What is the efficient market hypothesis?
The efficient market hypothesis (EMH) is an investment theory that states it’s impossible to consistently outperform the overall market, or ‘beat the market’. The theory is based on the assumption that all relevant information will be ‘universally shared’ and so shares always trade at their fair market value.
The idea was put forward by Eugene Fama in his 1970 book titled ‘Efficient Capital Markets: A Review of Theory and Empirical Work’ where he stated no one could continuously make investment returns over and above an average benchmark such as the S&P 500. He conceded that an investor might manage to find a stock to bring them short-term profits, but over the long term, there’s no way to bring in higher-than-average returns.
What is the strong form efficient market hypothesis?
Strong form EMH is a version of the theory that states all information about a stock – both public and private – is completely accounted for by the market, so there is no way an investor can achieve above-average returns.
What is the semi-strong form efficient market hypothesis?
Semi-strong form EMH is a slightly diluted version of the theory, which states that all public information is priced into market prices so the only way an investor can boost their returns is to use information that is not available to the public.
What is the weak form efficient market hypothesis?
Weak form EMH suggests that stock prices reflect all historical data, so no technical analysis will be able to create outsized returns. However, it does concede that fundamental analysis can be used to identify undervalued and overvalued shares to increase their chances of beating the market.
What are the implications of the efficient market hypothesis?
The main implication of the efficient market hypothesis is that stocks always trade at their fair value, meaning a company’s shares can never be overvalued or undervalued. If the theory is true it would be impossible for a trader or investor to ‘beat the market’ because any information that could be used to predict market movements is already priced in.
However, we know that the market doesn’t respond like this in a large part due to the psychology of individual participants. Traders can overreact to new information, which can cause price swings – both positively and negatively.

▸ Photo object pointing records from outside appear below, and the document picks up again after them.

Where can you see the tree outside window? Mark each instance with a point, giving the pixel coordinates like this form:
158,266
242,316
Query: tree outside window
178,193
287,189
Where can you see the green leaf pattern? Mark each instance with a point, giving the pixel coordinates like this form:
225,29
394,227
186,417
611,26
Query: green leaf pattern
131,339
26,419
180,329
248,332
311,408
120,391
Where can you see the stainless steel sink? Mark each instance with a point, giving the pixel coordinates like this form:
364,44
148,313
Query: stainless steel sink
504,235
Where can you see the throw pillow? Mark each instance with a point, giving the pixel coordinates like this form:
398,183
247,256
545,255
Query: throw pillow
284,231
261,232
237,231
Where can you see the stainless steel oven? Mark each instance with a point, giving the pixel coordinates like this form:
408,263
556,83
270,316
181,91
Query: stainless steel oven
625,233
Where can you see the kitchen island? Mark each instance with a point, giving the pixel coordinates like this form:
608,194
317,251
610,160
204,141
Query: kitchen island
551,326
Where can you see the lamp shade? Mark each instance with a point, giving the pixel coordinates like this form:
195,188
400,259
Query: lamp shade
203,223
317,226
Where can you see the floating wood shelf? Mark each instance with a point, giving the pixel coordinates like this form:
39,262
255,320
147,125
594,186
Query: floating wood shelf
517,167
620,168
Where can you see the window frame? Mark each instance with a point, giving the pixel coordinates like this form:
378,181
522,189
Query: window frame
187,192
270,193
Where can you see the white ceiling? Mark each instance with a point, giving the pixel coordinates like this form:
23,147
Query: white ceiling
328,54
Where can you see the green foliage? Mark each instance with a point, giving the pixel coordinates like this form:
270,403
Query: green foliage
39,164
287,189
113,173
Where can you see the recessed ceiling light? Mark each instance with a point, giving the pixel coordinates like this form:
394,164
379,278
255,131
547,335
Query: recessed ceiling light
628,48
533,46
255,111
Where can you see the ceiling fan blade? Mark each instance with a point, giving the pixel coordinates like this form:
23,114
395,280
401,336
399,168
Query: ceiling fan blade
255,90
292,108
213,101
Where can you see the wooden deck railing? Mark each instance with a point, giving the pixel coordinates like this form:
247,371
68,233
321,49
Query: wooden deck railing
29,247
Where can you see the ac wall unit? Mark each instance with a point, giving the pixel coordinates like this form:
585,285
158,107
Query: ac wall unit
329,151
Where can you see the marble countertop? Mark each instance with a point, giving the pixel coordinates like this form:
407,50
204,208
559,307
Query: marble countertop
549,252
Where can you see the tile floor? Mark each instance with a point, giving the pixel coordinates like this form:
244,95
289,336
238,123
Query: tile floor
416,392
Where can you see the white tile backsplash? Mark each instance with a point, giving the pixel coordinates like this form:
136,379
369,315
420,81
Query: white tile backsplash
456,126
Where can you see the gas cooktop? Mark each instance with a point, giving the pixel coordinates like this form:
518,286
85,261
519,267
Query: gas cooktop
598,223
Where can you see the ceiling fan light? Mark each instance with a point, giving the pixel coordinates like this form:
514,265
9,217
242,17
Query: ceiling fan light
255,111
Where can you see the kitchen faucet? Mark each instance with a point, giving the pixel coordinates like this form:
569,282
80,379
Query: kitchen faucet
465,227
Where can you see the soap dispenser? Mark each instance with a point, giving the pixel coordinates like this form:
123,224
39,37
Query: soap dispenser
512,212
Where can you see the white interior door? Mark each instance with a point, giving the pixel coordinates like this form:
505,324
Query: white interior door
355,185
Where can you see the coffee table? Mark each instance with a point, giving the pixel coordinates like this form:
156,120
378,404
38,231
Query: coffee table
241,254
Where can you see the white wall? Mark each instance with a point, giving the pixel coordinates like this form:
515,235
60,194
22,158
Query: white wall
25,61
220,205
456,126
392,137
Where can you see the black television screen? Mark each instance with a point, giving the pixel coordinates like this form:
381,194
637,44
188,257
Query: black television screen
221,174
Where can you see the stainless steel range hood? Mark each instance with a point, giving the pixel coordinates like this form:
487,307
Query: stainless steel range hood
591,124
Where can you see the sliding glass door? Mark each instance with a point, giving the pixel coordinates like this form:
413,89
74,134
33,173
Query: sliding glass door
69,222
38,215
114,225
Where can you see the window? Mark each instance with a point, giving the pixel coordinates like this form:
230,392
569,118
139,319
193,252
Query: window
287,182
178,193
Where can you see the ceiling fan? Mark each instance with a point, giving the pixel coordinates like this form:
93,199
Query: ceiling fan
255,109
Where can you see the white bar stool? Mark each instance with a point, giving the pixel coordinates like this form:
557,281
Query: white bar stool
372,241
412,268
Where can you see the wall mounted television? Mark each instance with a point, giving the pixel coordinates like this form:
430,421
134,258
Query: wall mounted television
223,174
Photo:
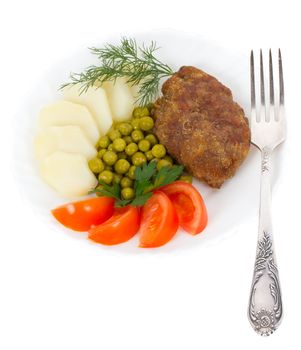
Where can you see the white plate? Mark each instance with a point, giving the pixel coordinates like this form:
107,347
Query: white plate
227,207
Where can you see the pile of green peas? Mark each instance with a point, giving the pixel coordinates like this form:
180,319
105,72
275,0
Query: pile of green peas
126,146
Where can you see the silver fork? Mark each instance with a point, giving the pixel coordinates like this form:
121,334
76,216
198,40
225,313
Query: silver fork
268,131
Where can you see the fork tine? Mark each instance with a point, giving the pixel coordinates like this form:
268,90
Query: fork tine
281,83
272,115
271,78
253,96
262,93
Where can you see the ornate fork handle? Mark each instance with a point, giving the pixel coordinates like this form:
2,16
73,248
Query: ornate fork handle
265,305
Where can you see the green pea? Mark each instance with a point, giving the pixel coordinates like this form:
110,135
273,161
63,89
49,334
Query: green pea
127,193
138,158
131,172
104,142
186,178
121,166
162,163
126,182
137,135
106,176
135,124
131,149
99,187
119,145
150,106
152,139
158,151
144,145
128,139
109,167
96,165
168,158
125,129
110,157
117,178
114,134
149,156
140,112
146,123
101,153
122,155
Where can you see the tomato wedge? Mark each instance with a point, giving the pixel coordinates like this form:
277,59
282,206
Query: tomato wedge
159,222
122,226
82,215
189,205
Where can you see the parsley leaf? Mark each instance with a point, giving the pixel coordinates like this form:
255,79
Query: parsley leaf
107,190
148,179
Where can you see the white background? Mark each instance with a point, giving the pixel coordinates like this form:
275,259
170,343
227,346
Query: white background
57,293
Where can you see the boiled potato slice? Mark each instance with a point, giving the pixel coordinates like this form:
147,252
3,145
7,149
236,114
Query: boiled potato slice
64,113
68,174
95,99
63,138
120,98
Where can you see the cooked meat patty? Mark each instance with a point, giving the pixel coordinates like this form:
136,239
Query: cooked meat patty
201,126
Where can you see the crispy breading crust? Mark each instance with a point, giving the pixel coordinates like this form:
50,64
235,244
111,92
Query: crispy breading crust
201,126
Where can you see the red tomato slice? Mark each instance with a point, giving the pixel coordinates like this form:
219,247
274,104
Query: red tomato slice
159,221
82,215
189,205
122,226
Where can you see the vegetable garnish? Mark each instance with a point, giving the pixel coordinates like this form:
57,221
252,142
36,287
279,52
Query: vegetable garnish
83,215
189,205
159,221
147,180
137,64
121,227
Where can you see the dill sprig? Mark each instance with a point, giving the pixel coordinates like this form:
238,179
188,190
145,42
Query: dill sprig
137,64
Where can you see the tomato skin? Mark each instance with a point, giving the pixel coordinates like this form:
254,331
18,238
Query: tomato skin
189,205
159,221
82,215
121,227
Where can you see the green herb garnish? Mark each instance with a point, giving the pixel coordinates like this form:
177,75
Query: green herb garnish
148,179
137,64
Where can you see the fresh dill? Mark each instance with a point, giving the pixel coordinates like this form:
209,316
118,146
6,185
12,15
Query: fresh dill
137,64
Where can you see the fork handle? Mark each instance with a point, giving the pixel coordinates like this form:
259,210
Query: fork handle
265,304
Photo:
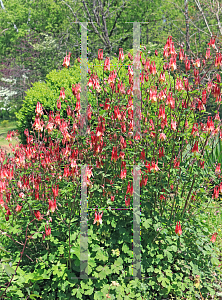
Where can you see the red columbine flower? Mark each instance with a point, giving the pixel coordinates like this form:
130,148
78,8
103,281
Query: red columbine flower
195,147
62,93
98,218
181,54
127,201
55,190
114,154
18,208
66,61
38,215
178,229
217,170
100,54
38,109
47,231
214,236
161,152
121,55
52,205
107,64
216,192
129,189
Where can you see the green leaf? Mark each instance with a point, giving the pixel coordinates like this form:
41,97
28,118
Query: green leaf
33,296
8,270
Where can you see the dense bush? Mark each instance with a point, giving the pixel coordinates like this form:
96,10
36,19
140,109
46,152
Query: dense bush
172,187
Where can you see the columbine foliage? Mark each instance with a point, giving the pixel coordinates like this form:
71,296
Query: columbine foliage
41,191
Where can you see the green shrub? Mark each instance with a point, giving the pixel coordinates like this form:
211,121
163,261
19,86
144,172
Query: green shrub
48,92
4,123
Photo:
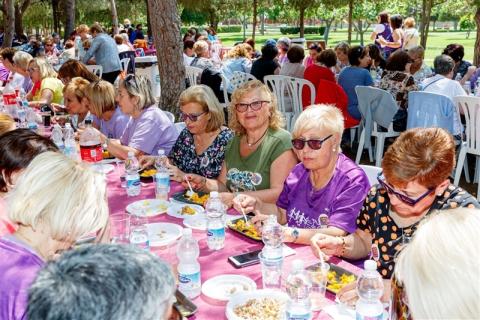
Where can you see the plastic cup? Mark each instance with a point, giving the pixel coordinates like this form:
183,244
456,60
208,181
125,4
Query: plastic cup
271,272
318,277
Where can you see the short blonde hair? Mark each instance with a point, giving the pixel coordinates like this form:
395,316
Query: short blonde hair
204,96
409,22
439,267
276,120
45,68
61,196
22,59
320,117
78,87
101,95
200,47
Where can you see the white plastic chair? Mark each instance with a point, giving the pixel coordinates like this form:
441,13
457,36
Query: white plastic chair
471,110
124,63
95,69
288,91
371,172
192,74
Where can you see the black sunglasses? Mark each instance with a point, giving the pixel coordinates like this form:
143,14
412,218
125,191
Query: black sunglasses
314,144
405,199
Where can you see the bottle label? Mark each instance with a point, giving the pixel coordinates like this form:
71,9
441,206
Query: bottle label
189,281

Arguments against the efficient market hypothesis
One of the main arguments against EMH is the occurrence of stock market bubbles and market crashes. The very fact that share prices can rise so high and fall so rapidly is a clear indication that shares don’t always trade at their fair value.
For example, the dot-com bubble saw internet companies’ share prices rise to extreme heights in just a couple of years – the valuations were not based on income, but on optimism that these tech firms would experience growth. When the bubble burst, it caused a global bear market as traders rushed out of their positions. Share prices went from one extreme to the other, based on market sentiment rather than fundamentals.

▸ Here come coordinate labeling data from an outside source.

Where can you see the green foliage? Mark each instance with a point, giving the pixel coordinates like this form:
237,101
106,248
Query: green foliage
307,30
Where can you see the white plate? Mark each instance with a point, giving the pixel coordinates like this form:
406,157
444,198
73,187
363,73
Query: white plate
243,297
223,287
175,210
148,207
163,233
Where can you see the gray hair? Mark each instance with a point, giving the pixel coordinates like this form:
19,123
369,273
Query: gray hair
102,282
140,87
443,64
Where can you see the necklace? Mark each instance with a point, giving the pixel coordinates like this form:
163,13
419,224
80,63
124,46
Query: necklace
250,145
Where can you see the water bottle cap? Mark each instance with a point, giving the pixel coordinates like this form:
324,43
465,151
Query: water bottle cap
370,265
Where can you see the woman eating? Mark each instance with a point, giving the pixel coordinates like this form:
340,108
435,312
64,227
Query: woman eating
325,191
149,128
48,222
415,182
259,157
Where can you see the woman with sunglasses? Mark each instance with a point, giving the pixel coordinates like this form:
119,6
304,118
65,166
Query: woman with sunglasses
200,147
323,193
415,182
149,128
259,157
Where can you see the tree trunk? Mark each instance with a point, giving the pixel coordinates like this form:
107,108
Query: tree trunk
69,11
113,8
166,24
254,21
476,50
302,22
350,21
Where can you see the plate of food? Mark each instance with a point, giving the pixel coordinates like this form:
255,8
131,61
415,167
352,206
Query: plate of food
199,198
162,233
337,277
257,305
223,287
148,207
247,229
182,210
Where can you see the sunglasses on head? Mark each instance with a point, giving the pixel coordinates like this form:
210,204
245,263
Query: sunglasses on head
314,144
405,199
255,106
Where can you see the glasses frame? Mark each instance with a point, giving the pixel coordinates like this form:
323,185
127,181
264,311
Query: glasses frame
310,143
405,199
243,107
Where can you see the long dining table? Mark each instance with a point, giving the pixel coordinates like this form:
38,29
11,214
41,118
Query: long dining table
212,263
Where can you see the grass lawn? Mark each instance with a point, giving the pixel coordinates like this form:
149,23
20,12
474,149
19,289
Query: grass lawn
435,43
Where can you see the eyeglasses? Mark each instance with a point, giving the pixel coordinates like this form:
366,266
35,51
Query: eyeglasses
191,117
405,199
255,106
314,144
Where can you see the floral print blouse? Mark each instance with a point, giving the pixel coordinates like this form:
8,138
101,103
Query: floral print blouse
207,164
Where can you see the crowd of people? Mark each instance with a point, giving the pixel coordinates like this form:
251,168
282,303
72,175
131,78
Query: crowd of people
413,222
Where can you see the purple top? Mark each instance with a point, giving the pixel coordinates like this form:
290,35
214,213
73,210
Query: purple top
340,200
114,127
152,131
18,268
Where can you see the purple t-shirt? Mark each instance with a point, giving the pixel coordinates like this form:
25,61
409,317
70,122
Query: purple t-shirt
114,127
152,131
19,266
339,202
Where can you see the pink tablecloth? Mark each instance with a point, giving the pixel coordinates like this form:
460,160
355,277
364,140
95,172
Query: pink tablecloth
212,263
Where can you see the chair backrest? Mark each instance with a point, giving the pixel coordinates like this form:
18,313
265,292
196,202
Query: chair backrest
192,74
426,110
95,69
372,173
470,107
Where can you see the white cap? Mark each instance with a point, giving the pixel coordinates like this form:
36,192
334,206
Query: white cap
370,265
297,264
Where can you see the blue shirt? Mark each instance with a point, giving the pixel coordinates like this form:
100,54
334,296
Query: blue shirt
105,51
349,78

Fama did concede that the EMH wouldn’t work 100% of the time because random events will always occur, but he did say that prices would always correct. However, the EMH doesn’t include any definitive timeframe for how long it would take time for markets to respond, so there is no way to know when the EMH would consider a market price ‘fair’.

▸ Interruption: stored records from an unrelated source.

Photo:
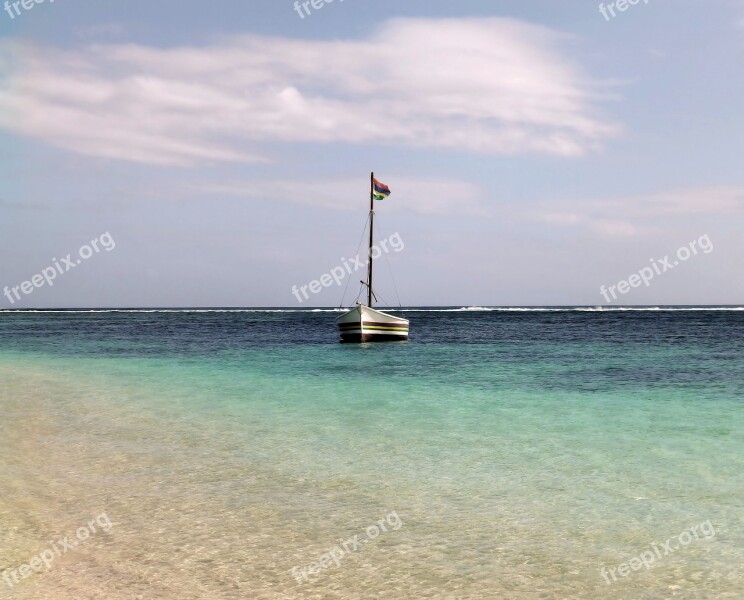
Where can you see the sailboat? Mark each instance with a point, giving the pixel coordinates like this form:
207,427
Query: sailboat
364,323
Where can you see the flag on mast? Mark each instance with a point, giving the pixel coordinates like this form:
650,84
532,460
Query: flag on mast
380,190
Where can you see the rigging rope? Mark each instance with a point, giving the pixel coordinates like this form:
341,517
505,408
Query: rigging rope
348,281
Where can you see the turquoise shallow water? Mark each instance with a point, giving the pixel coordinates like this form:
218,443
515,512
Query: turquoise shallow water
522,450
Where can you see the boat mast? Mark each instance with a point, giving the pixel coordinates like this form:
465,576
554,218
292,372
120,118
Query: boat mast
371,236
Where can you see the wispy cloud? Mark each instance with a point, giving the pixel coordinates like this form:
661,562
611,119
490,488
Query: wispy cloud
636,215
493,85
422,196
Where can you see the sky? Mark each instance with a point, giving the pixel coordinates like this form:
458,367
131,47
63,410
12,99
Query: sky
536,151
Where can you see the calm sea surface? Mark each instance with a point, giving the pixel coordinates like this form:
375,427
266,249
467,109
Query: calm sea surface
500,453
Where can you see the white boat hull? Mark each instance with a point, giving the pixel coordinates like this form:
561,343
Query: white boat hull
365,324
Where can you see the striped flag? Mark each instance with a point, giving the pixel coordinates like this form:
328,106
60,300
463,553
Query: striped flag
380,191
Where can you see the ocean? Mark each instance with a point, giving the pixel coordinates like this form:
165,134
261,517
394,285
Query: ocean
521,453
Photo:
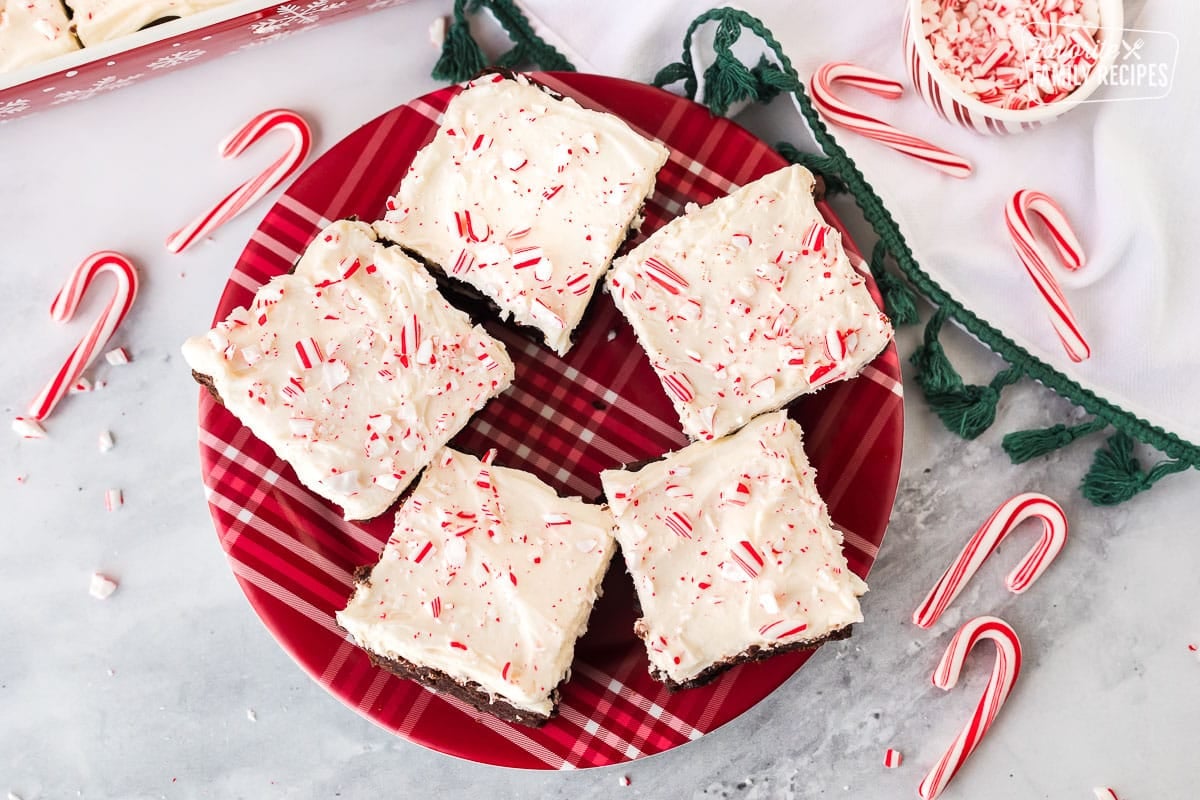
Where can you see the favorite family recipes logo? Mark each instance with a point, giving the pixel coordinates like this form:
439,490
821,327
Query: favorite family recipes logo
1139,65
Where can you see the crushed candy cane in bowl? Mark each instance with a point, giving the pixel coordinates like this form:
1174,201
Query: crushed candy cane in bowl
1006,66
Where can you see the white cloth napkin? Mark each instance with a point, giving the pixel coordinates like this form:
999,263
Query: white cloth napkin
1123,172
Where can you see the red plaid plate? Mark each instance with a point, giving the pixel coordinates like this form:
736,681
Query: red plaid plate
564,420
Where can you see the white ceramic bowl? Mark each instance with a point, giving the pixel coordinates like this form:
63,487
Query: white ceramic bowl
955,106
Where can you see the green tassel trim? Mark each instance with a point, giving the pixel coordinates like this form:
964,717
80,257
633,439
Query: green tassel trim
1116,474
899,301
772,80
1114,477
935,373
969,410
672,73
815,163
462,59
727,80
965,409
1026,445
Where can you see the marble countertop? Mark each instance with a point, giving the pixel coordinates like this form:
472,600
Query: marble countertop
173,687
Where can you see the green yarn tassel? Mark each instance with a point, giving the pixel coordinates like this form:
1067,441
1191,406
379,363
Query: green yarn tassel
461,58
969,410
772,80
672,73
965,409
822,166
727,80
1026,445
899,301
1116,474
935,373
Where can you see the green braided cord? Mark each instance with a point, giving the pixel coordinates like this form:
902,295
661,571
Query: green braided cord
462,59
1026,445
869,203
815,163
899,301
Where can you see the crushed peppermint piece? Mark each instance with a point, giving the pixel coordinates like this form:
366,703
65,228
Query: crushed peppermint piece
735,328
511,162
360,370
28,428
101,587
118,356
730,567
469,548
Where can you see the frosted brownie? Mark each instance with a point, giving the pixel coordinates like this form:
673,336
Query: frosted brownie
484,587
100,20
525,197
33,31
747,304
353,368
732,553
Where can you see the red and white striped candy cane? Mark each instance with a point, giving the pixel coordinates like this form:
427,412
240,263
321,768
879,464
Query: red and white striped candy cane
64,307
1000,685
253,190
1032,254
984,542
838,113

Another criticism of the EMH is that investors don’t always respond in the same way to information due to differences in valuation methods – some look at the value of a stock, others look at growth opportunities.
And a final criticism is that we have very prevalent examples of people who have beaten the market. You just have to look at famous investors like Warren Buffet to see that one investor can achieve large returns while others can’t. Under EMH, if one investor is profitable then the market as a whole will be – but this just isn’t true. The only way the theory believes individuals can make outsized returns is through pure speculation, as no fundamental or technical analysis can guarantee results.
Summary: are markets efficient?
There is a growing belief that markets are more efficient now than they have ever been thanks to the rise of computerised algorithms and the ease at which information about shares is available. However, as most decisions are still made by individuals, there is always room for error. Human emotions like greed and fear are known to get the better of investors, which still leads to market anomalies.
We can see an ‘inefficient’ market movement in the recent Reddit stocks trend, in which retail investors using the r/WallStreetBets forum were able to increase the value of GameStop and other shares well beyond their true value.